Sayın Cumhurbaşkanımızın 10 Aralık 2016 tarihinde, Türkiye İnovasyon Haftası kapsamındaki İnovaLİG ödül töreninde yaptığı konuşmasındaki ifadesiyle “inovasyonun yolu zihni sinir projeler diye karikatürize edilen yeni fikir üretimine açık olmaktan, icat çıkarma denilen yenilik direnişine karşı mücadele etmekten” geçiyor. Dolayısıyla global büyümenin üst üste 7’nci kez %3’ün altında kalmasının ve global ticaret büyümesinin %3 civarında gerçekleşmesinin öngörüldüğü 2017 yılında, sektörümüzün inovasyona odaklanması oldukça kritik.
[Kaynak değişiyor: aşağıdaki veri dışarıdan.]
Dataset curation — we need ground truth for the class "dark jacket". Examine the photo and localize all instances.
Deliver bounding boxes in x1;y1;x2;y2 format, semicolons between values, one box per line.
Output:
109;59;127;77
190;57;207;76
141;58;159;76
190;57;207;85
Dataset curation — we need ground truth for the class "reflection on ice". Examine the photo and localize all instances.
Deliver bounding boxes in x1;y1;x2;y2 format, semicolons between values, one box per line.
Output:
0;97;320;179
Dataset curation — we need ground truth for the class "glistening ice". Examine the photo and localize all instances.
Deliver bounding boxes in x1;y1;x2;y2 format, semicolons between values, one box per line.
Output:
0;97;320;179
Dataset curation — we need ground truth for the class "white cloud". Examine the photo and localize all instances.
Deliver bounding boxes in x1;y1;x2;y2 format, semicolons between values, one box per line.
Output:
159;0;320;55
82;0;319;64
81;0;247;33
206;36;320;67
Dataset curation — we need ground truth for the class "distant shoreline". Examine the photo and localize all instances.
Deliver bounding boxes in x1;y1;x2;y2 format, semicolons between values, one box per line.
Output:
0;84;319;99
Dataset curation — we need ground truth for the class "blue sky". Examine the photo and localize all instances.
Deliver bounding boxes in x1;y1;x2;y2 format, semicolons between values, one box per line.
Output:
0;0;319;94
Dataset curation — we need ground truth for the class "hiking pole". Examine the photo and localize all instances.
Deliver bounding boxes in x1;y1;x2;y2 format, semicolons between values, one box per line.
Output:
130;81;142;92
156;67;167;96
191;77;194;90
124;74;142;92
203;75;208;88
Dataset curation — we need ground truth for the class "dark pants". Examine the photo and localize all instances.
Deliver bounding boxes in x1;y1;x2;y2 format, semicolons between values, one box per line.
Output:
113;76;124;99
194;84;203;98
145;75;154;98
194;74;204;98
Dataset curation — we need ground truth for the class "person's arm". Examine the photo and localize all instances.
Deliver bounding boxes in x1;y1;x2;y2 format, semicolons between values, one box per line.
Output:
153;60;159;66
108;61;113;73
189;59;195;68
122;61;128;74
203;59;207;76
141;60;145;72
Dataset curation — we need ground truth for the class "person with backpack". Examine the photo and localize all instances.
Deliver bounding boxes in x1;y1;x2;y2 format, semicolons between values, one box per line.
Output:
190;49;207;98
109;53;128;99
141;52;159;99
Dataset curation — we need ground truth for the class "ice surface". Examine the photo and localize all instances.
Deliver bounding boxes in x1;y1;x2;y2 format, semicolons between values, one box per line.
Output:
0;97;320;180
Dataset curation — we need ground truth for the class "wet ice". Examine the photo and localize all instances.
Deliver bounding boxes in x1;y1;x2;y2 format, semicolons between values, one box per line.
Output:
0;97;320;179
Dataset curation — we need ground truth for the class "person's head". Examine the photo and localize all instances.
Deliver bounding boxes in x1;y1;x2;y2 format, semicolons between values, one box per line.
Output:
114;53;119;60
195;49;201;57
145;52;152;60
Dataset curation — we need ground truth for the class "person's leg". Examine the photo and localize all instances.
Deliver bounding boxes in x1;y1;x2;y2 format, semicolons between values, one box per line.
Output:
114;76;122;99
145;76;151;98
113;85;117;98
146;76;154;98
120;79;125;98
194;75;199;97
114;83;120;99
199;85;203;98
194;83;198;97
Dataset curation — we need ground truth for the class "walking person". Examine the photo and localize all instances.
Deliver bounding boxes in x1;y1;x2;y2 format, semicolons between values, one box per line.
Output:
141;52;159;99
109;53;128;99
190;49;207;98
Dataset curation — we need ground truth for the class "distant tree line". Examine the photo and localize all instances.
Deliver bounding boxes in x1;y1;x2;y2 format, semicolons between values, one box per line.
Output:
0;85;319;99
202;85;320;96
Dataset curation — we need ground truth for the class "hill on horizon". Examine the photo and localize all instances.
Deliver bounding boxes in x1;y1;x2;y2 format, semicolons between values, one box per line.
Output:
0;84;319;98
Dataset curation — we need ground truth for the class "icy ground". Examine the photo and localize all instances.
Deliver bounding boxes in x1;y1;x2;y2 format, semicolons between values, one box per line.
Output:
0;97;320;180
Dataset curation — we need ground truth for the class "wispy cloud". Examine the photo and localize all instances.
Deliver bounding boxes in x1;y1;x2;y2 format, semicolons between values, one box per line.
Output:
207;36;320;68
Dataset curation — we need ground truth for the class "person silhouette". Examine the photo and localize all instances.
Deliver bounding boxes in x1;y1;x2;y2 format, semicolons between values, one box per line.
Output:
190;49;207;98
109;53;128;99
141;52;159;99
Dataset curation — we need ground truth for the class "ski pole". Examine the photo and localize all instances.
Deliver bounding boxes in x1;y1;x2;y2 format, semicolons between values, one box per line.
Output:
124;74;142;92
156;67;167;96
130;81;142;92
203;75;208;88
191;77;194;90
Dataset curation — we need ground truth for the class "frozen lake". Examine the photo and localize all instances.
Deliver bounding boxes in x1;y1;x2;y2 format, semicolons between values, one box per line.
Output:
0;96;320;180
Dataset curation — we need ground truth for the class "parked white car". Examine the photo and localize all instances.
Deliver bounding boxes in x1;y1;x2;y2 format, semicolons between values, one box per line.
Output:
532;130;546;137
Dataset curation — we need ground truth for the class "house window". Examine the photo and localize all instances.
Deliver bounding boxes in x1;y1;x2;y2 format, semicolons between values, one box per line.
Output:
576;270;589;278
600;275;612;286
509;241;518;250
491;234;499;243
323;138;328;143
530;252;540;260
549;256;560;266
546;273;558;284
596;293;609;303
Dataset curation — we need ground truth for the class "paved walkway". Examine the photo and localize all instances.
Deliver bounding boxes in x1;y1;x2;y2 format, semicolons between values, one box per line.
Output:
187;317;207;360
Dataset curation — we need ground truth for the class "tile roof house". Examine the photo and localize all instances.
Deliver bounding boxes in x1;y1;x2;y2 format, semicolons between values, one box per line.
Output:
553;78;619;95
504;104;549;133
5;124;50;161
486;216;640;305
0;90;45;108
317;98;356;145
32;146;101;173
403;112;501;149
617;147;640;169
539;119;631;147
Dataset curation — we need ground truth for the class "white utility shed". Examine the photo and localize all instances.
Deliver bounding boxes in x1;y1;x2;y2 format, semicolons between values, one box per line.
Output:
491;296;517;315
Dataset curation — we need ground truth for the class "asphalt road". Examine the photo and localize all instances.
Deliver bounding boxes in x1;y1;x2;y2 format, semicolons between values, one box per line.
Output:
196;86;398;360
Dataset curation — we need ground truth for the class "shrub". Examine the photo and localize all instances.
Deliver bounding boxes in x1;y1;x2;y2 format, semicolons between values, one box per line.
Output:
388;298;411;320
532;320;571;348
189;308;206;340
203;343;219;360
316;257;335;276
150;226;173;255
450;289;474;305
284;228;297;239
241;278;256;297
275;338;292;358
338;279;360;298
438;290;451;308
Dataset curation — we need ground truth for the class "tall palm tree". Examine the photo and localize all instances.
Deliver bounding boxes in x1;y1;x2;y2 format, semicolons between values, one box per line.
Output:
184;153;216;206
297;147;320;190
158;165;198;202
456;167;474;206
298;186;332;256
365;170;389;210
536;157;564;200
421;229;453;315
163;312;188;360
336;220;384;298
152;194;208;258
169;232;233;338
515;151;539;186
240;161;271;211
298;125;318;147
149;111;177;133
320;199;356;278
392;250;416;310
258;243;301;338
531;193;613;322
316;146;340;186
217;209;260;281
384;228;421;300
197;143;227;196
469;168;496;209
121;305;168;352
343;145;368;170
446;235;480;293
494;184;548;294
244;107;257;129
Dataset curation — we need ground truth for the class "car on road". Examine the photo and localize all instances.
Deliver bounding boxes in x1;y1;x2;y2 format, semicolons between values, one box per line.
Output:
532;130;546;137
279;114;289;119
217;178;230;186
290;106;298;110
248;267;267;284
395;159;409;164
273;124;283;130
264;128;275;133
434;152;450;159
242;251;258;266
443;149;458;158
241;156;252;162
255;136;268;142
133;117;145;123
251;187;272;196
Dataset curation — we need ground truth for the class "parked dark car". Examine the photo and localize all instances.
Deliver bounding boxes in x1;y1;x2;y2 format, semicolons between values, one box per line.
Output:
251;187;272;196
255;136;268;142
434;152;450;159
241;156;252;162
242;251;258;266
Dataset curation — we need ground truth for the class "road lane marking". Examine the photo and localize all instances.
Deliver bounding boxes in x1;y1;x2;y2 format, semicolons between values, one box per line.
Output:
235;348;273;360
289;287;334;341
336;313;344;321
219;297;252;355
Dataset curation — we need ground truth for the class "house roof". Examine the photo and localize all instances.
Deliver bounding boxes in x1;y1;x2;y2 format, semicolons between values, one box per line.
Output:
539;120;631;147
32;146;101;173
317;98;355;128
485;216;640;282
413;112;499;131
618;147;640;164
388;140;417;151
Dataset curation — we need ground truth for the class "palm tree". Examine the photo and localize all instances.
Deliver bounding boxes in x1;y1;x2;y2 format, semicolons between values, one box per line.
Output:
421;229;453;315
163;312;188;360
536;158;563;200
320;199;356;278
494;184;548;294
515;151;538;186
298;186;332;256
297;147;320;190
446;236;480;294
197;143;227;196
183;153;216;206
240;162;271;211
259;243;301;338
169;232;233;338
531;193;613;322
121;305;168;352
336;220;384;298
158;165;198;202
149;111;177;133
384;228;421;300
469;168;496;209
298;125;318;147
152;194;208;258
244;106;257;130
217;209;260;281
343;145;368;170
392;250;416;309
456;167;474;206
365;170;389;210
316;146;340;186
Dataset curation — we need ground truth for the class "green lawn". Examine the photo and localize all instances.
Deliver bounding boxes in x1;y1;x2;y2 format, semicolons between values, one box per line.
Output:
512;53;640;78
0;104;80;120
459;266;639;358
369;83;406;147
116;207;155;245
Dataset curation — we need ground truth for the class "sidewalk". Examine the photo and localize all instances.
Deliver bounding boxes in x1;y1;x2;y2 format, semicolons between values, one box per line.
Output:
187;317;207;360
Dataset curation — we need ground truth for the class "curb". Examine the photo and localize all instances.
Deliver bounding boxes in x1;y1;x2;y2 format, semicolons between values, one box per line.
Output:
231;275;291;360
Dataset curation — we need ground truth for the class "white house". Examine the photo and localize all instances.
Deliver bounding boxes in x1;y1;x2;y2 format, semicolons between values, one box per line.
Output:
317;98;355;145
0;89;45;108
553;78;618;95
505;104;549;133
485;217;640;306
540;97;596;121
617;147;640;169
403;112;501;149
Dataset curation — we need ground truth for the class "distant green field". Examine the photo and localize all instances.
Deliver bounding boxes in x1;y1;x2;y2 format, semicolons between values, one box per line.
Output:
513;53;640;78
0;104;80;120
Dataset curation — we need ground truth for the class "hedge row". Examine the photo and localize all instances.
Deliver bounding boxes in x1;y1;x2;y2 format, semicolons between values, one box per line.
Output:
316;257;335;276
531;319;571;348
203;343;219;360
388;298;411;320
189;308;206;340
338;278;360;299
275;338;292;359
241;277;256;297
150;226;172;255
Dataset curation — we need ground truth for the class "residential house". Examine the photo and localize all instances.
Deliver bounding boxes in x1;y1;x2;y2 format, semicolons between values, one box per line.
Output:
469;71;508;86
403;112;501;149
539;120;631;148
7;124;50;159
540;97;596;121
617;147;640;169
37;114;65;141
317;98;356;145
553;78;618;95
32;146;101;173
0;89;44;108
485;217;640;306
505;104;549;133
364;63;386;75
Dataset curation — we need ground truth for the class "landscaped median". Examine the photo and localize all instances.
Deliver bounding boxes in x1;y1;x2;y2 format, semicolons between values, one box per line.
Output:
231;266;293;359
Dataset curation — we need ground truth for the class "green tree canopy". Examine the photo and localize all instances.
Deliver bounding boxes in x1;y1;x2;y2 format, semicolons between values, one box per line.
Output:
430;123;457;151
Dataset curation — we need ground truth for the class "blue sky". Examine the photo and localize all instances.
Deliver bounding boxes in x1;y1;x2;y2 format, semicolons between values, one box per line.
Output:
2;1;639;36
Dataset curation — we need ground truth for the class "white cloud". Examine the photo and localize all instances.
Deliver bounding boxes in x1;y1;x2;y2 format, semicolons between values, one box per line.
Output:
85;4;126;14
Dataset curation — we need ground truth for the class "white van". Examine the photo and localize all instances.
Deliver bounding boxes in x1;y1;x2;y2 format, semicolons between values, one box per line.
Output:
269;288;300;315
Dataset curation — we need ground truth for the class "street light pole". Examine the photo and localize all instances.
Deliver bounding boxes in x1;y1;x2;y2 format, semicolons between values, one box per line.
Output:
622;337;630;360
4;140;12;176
Bu anlamda firmaların sistematik inovasyon yetkinliklerinin ölçülmesi, sürdürülebilir ve tekrarlanabilir inovasyon altyapısının oluşturulması amacıyla Türkiye İhracatçılar Meclisi (TİM) liderliğinde 3 yıldan bu yana düzenlenen Türkiye’nin ilk inovasyon geliştirme programı İnovaLİG’e başta BAKİEL sektörü olmak üzere tüm sektörlerimizden firmalarımızın başvurmaları büyük önem taşıyor. İnovatif ürünleri ile ülkemizi dünyada söz sahibi yapmayı amaçlayan bağlantı elemanları, kilitler, el aletleri ve mobilya aksesuarları sektöründeki firmalarımız için de 2017’nin kilidini inovasyonun açmasını ve sektörün başarılarının katlanarak artmasını diliyoruz.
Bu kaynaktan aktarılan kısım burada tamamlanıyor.